Low Latency Data Streaming with Apache Kafka and Cloud-Native 5G Infrastructure

Many mission-critical use cases require low latency data processing. Running these workloads close to the edge is mandatory if the applications cannot run in the cloud. This blog post explores architectures for low latency deployments leveraging a combination of cloud-native infrastructure at the edge, such as AWS Wavelength, 5G networks from Telco providers, and event streaming with Apache Kafka to integrate and process data in motion.

The blog post is structured as follows:

Definition of “low latency data processing” and the relation to Apache Kafka
Cloud-native infrastructure for low latency computing
Low latency mission-critical use cases for Apache Kafka and its relation to analytical workloads
Example for a hybrid architecture with AWS Wavelength, Verizon 5G, and Confluent

Low Latency Data Processing and Edge Computing with Apache Kafka, 5G Telco Network and AWS Wavelength

Low Latency Data Processing

Let’s begin with a definition. “Real-time” and “low latency” are terms that different industries, vendors, and consultants use very differently.

What is real-time and low latency data processing?

For the context of this blog, real-time data processing with low latency means processing low or high volumes of data in ~5 to 50 milliseconds end-to-end. On a high level, this includes three parts:

Consume events from one or more data sources, either directly from a Kafka client or indirectly via a gateway or proxy.
Process and correlate events from one or more data sources, either stateless or stateful, with the internal state in the application and stream processing features like sliding windows.
Produce events to one or more data sinks, either directly from a Kafka client or indirectly via a gateway or proxy. The data sinks can include the data sources and/or other applications.

These parts are the same as for “traditional event streaming use cases”. However, for low latency use cases with zero downtime and data loss, the architecture often looks different to reach the defined goals and SLAs. A single infrastructure is usually the better choice than using a best-of-breed approach with many different frameworks or products. That’s where the Kafka ecosystem shines! The Kafka vs. MQ/ETL/ESB/API blog explores this discussion in more detail.

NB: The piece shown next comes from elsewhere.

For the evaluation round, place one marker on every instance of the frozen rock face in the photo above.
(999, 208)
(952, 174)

Low latency = soft real-time; NOT hard real-time

Make sure to understand that real-time in the IT world (that includes Kafka) is not hard real-time. Latency spikes and non-deterministic network behavior exist. The chosen software or framework does not matter. Hence, in the IT world, real-time means soft real-time. Contrarily, in the OT world and Industrial IoT, real-time means zero latency and deterministic networks. This is embedded software for sensors, robots, or cars.

For more details, read the blog post “Kafka is NOT hard-real-time“.

Kafka support for low latency processing

Apache Kafka provides very low end-to-end latency for large volumes of data. This means the amount of time it takes for a record that is produced to Kafka to be fetched by the consumer is short.

For example, detecting fraud for online banking transactions has to happen in real-time to deliver business value without adding more than 50—100 ms of overhead to each transaction to maintain a good customer experience.

Here is the technical architecture for end-to-end latency with Kafka:

Low Latency Data Processing with Apache Kafka

Latency objectives are expressed as both target latency and the importance of meeting this target. For instance, a latency objective says: “I would like to get 99th percentile end-to-end latency of 50 ms from Kafka.” The right Kafka configuration options need to be optimized to achieve this. The blog post “99th Percentile Latency at Scale with Apache Kafka” shares more details.

After exploring what low latency and real-time data processing mean in Kafka’s context, let’s now discuss the infrastructure options.

Infrastructure for Low Latency Data Processing

Low latency always requires a short distance between data sources, data processing platforms, and data sinks due to physics. Latency optimization is relatively straightforward if all your applications run in the same public cloud. Low end-to-end latency gets much more difficult as soon as some software, mobile apps, sensors, machines, etc., run elsewhere. Think about connected cars, mobile apps for mobility services like ride-hailing, location-based services in retail, machines/robots in factories, etc.

The remote data center or remote cloud region cannot provide low latency data processing! The focus of this post is software that has to provide low end-to-end latency outside a central data center or public cloud. This is where edge computing and 5G networks come into play.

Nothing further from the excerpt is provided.